When the singers aren't ranting and the guitars aren't in overdrive, SAC like to slow it down with some breezy, light-hearted laments. Pick Up Sticks provides such a counterpoint to Hip Hop etc's abrasive full-tilt intro, as Wallace wonders aloud about being stuck in a rut, and in My Other Brain he considers extreme measures to deal with sexual frustration: "...but John Wayne Bobbit did alright, and his looks like it's stuck on with Araldite." Best of all is SAC Attack, sung sweetly by Clarke over a fantastic leaping bassline and a scratching, scathing guitar: "phone your mum, make the tea, avoid zombies," she reels off her to-do list for the day, "lock the door, feed the cat, avoid zombies". Always set achievable goals; that's just good advice.

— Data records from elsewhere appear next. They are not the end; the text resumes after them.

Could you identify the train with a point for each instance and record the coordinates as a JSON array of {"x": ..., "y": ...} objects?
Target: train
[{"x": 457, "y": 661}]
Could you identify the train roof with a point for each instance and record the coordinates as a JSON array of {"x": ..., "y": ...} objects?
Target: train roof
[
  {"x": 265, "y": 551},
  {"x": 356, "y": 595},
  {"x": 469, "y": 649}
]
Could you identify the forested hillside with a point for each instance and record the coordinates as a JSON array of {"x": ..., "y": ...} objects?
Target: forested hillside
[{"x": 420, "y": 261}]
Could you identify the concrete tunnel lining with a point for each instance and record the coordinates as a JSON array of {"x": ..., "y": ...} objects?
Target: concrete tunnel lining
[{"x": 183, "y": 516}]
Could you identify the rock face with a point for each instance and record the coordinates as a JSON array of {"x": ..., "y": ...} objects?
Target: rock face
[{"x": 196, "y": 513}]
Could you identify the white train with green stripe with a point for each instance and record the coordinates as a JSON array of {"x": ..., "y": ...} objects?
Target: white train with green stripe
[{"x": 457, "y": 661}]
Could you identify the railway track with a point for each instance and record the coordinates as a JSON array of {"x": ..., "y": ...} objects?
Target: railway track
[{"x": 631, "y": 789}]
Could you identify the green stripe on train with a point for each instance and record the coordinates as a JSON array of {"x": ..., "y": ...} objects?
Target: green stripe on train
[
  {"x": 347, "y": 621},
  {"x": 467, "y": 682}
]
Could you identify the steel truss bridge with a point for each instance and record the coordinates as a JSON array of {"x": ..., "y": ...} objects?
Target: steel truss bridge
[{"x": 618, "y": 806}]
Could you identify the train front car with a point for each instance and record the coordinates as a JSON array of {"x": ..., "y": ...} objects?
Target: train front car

And don't worry too much about what other people think of you; that's implicitly advised throughout too. When a band is described as inoffensive, it doesn't mean others go around abusing the ugly, it means this: others, like Super Adventure Club, take risks knowing they might lose as many fans as they win, and they don't much care about that. Nosferatu is the seven-minute multi-part centrepiece of Avoid Zombies; it's very funny, full of ideas, and honestly a little baffling on first listen: it's Super Adventure Club in one song. Starting with an incomprehensible rant over a quick-breathing bassline, it slows into something eerie about spontaneous combustion, before shifting gear again in time for Wallace and Clarke to abuse someone for looking like Alan Carr (wait, what was I just saying?), then calming again for a guitar solo that fades to almost complete silence halfway through the song. For no apparent reason, just because they want to, and then they fade back in again and there's another twenty parts before the song ends.
But SAC's indulgent tendencies -- like beginning an album with a heart-attack-inducing shock and fading out to near nothing halfway through another song, not to mention the soloing and tempo shifts -- aren't a negative, they're intrinsic to the band's appeal. Other apparently good-time bands would be too self-conscious to try half this stuff, so it wouldn't be convincing. On the contrary, you know Super Adventure Club are having the time of their lives, because they're not stopping to think it over, analyse it, write down their options, arrange a meeting, draw a graph, run it by the boss. Time flies when you're having fun because you don't stop to check the time. Super Adventure Club's brio is natural, most of their risks pay off, and the joy is contagious.
Until we get to the appendix, the apologetic Pointless Self-Indulgence, ironically their least indulgent and most pointless song. It's like a new best friend saying sorry for one corny joke. It's actually quite charming, when taken on its own. Two minutes, no big deal.